Uma das razões de queixa é a Lei n.º 67/2013, de 28 de agosto, conhecida com a lei-quadro das entidades reguladoras. Foi uma quase imposição da troika para dar autonomia aos supervisores e acabou por ter o efeito contrário. Foi feita para dar autonomia mas tirou por isso tinha "preferido ter ficado com o anterior estatuto".

Preferia ter ficado com o anterior estatuto das entidades reguladoras. José Almaça
Presidente da Autoridade de Supervisão de Seguros e Fundos de Pensões


Segundo José Almaça englobou a ASF e a CMVM, enquanto reguladores financeiros, numa lei em que não se "encontra um único artigo a falar de supervisão financeira". Batalhou para que a ASF fosse tratada como o Banco de Portugal, por isso tem "alguma frustração por não ter conseguido evitar essa situação". Esta lei acabou por subalternizar a ASF e a CMVM em relação ao Banco de Portugal.

As principais dores de cabeça do seu mandato resultaram das "insuficiências, para não dizer falências, dos bancos que detinham companhias de seguros" refere José Almaça. "As decisões tomadas relativamente aos bancos não tiveram em conta as seguradoras que estavam dentro do grupo, o que nos criou grandes dificuldades para resolver" refere o presidente do regulador. Se não se tivessem resolvido também a ASF teria tido uns "indivíduos à porta a falar nos lesados das seguradoras" diz José Almaça.

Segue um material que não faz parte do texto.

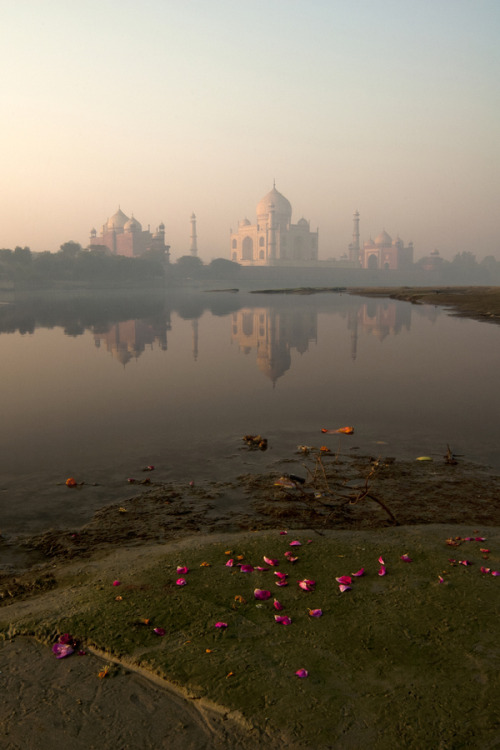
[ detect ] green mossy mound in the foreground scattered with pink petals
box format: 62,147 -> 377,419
3,526 -> 500,750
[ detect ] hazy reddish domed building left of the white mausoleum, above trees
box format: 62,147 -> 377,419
89,208 -> 170,262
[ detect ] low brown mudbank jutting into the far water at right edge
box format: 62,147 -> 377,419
348,286 -> 500,323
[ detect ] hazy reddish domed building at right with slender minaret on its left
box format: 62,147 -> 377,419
349,211 -> 413,271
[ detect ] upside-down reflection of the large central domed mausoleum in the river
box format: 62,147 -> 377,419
231,307 -> 317,386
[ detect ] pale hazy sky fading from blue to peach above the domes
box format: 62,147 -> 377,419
0,0 -> 500,262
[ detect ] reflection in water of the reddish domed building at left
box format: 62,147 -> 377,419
94,315 -> 171,366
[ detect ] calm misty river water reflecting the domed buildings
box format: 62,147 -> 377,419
0,293 -> 500,533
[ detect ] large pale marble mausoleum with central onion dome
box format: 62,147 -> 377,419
230,185 -> 318,266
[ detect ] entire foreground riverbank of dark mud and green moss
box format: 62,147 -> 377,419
0,453 -> 500,750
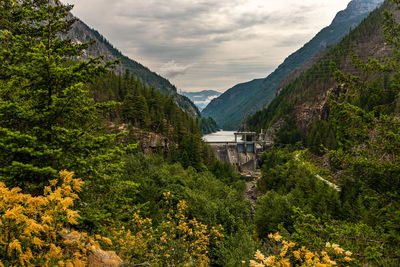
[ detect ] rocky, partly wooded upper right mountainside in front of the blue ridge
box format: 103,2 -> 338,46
246,2 -> 392,136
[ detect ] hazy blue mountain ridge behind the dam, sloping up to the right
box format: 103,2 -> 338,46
202,0 -> 383,129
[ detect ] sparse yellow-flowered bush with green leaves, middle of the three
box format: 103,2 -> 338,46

No caso da Tranquilidade contou com a colaboração de Vítor Bento, então presidente do BES/Novo Banco, que "ajudou a resolver o problema", depois da resolução do BES a 3 de agosto de 2014. Ainda teve que solucionar algumas questões relacionados com os tentáculos no grupo GES no Luxemburgo e em outras paragens. A Açoreana, no dia seguinte à resolução do Banif de 20 de dezembro de 2015, tinha as contas congeladas. "Ninguém se preocupou se uma seguradora que estava dentro do grupo ficava com as contas congeladas" lamenta José Almaça. As duas seguradoras estão a funcionar, ambas resgatadas pelo grupo Apolo.